Ted nickte nachdenklich. Dann sah er Amy an. »Verstehst du das?«

»So ungefähr, ja.«

»Wenn man die Mutter rettet und das Kind sterben läßt, kommt nur eine Seele in den Himmel. Aber wenn man die Mutter sterben läßt und das Kind zur Welt bringt und tauft, dann kommen zwei Seelen in den Himmel. Das ist der wichtige Unterschied, Amy: Seelen statt irdische Leben. Pater Crispin hat recht. Okay, Amy?«

»Ja, wahrscheinlich. Es wäre schon schlimm, wenn so ein Baby ins Fegefeuer müßte.«

Danach schwiegen alle. Amy hielt den Blick auf ihren Teller gesenkt und fragte sich, warum Gott, der allmächtig war und alle Wesen liebte, nicht bereit war, kleine ungetaufte Kinder in den Himmel zu lassen. Lucille dachte an Rosemary Franchimoni und das letzte Gespräch, das sie mit ihr geführt hatte. Ted dachte daran, daß Arthur Franchimoni sich nach dem Tod seiner Frau völlig von der Kirche zurückgezogen hatte. Und Mary fragte sich, während sie mit Widerwillen in ihrem Brokkoli herumstocherte, wann Mike sie abholen würde.

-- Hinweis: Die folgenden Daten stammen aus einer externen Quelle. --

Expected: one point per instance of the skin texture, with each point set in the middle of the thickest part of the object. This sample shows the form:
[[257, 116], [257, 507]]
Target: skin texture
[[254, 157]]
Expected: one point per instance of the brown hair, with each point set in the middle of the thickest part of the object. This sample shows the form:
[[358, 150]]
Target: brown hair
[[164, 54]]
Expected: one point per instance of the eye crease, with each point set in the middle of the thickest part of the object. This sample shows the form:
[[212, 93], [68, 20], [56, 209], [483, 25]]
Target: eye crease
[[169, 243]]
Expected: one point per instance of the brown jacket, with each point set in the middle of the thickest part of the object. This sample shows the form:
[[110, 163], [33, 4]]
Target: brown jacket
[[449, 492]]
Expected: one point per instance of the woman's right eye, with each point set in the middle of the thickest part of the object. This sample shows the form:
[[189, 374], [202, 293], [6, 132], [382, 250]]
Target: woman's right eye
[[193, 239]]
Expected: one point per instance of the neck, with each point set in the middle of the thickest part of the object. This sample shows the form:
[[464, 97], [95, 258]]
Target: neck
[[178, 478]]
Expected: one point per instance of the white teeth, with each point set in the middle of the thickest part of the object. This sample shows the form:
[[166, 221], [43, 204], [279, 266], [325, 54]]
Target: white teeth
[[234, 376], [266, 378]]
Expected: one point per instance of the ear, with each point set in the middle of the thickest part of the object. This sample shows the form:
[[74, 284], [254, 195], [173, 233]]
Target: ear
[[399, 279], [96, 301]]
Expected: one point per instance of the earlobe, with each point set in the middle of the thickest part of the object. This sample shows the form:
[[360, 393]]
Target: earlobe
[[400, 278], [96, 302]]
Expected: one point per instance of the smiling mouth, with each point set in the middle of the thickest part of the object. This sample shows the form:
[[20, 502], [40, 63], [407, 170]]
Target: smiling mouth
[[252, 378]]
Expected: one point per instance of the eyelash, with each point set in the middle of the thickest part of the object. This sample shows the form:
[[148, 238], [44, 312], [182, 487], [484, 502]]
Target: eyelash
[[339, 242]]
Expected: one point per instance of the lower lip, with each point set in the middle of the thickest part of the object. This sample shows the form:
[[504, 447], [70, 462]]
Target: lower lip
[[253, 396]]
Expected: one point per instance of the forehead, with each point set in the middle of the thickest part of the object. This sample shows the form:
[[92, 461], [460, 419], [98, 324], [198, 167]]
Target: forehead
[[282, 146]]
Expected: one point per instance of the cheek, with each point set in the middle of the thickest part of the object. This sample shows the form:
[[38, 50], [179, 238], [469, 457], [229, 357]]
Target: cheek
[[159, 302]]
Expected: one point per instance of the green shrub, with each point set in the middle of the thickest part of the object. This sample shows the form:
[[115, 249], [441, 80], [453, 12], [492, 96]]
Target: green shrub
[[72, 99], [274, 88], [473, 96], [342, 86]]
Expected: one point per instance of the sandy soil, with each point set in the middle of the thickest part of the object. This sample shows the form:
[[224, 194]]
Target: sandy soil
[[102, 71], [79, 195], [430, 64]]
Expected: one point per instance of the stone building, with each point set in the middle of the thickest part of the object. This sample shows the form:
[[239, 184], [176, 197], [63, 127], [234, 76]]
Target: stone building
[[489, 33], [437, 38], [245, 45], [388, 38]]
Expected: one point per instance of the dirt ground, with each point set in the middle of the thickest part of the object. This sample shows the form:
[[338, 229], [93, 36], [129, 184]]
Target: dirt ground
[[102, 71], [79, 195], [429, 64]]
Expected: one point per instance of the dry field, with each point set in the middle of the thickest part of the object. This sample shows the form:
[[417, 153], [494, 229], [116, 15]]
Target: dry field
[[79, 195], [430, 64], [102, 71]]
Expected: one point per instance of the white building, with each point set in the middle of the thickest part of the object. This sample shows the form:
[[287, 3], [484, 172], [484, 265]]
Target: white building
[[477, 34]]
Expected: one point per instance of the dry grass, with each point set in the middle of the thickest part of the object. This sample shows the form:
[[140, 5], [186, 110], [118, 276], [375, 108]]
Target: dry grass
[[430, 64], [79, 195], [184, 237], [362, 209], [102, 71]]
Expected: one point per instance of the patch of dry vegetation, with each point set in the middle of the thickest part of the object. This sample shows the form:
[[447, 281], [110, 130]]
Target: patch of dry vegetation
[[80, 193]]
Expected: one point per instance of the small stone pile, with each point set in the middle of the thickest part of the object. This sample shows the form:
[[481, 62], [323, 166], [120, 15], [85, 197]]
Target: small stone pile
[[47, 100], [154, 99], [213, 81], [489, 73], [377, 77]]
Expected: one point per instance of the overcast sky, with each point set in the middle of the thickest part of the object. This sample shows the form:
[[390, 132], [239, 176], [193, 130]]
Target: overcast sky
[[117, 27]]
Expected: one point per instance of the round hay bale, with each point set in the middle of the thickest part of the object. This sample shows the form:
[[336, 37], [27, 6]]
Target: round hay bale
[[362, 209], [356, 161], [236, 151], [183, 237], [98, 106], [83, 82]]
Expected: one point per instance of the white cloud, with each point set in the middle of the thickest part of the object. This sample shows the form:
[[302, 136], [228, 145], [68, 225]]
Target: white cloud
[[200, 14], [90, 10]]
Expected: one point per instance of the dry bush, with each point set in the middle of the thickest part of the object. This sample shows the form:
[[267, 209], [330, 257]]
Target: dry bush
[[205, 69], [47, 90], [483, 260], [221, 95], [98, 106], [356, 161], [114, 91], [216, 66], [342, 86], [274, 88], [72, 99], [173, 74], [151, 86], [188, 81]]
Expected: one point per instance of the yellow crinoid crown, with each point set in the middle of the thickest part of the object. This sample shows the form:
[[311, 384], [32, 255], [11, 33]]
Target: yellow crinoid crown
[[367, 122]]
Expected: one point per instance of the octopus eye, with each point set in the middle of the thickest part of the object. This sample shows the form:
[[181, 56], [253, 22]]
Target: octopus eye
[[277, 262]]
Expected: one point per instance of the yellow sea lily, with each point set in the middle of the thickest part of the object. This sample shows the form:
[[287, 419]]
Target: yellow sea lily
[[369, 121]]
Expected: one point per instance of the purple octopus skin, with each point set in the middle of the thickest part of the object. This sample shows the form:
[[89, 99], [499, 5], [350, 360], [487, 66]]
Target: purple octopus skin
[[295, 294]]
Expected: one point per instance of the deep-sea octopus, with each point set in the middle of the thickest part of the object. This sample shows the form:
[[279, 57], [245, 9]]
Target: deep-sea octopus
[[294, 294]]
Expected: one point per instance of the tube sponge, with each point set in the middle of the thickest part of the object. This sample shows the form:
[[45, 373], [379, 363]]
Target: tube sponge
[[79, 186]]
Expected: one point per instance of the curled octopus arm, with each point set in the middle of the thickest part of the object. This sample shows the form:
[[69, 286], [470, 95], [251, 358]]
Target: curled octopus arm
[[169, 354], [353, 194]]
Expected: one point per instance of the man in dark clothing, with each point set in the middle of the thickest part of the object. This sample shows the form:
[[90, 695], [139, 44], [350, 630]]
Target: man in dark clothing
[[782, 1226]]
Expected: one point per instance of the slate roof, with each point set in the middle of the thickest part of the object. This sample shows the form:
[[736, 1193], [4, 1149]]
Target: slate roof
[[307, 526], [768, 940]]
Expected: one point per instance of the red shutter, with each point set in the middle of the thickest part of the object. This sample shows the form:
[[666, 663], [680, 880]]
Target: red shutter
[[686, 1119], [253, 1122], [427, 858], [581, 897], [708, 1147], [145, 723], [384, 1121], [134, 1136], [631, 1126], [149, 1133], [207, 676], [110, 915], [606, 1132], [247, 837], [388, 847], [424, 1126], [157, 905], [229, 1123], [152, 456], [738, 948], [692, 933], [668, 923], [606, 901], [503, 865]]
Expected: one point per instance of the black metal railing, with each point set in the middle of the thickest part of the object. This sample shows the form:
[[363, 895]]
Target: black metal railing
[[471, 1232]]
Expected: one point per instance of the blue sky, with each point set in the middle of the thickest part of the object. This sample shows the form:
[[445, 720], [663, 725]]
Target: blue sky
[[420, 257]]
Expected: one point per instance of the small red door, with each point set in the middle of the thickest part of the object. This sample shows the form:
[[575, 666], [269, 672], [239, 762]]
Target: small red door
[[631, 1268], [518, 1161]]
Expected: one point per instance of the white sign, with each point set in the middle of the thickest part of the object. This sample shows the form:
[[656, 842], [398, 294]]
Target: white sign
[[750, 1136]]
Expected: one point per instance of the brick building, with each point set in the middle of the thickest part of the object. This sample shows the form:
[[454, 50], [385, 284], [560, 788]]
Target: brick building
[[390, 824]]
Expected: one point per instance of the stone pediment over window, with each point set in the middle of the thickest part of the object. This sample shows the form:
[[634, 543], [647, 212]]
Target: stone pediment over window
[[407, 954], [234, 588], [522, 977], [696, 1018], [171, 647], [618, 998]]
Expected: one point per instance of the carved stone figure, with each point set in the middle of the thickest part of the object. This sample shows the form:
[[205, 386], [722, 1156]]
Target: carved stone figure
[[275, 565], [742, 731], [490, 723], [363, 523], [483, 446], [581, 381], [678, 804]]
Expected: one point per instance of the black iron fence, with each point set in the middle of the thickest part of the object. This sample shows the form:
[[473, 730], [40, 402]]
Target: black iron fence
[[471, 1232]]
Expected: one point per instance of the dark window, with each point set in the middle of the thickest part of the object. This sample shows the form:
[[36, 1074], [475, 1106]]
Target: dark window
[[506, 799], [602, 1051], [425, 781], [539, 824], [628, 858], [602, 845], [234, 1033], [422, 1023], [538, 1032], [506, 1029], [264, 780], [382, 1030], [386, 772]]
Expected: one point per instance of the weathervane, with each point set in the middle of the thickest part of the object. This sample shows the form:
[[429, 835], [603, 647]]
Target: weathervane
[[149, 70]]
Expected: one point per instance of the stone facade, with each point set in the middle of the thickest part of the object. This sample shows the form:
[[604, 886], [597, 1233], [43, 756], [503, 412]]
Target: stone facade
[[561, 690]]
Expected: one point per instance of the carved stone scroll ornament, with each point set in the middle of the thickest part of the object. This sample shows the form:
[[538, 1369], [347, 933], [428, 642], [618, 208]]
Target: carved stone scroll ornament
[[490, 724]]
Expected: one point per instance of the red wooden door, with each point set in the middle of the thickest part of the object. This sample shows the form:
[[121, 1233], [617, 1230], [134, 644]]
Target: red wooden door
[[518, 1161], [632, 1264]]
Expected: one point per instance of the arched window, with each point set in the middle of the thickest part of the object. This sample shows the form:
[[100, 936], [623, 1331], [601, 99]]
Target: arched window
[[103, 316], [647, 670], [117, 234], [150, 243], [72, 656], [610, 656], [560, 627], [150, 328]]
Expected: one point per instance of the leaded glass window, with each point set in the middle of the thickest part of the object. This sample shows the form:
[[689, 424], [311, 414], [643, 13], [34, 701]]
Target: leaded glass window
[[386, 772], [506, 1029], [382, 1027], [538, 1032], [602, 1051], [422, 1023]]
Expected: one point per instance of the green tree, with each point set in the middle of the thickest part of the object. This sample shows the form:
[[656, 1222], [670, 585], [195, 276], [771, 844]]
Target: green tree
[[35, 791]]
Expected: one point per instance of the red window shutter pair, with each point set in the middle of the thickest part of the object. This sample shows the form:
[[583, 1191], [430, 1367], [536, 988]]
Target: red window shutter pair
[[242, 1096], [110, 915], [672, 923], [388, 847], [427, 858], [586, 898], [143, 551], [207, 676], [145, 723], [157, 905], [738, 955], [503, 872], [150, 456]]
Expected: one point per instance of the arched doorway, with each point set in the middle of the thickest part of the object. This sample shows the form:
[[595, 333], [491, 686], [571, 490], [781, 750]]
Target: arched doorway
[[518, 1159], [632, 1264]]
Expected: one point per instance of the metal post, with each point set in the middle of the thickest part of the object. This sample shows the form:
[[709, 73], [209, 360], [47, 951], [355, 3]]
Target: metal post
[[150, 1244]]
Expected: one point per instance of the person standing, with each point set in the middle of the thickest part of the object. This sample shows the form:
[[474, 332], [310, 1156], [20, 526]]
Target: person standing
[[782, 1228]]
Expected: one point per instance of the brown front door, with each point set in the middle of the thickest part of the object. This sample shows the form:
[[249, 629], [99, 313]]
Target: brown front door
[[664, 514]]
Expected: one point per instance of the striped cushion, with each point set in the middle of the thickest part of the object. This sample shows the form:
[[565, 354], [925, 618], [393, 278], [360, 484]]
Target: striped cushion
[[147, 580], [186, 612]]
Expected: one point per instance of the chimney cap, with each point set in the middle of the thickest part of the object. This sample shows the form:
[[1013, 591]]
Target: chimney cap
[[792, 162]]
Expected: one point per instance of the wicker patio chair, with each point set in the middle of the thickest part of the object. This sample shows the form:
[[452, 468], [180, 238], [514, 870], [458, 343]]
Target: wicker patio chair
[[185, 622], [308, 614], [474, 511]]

Das Läuten des Telefons brach das Schweigen. Mit einem Sprung war Amy von ihrem Stuhl und flitzte in den Flur hinaus. Sie konnten ihre gedämpfte Stimme hören. Dann kam sie schon wieder hereingelaufen.

»Es ist Dr. Wade.«

»Oh! Was will er denn?«

»Keine Ahnung. Er wartet am Telefon.«

Lucille stand auf und ging hinaus. Die anderen warteten schweigend.

»Er hat mich gebeten, nachher mit Mary in seine Praxis zu kommen«, berichtete sie bei ihrer Rückkehr.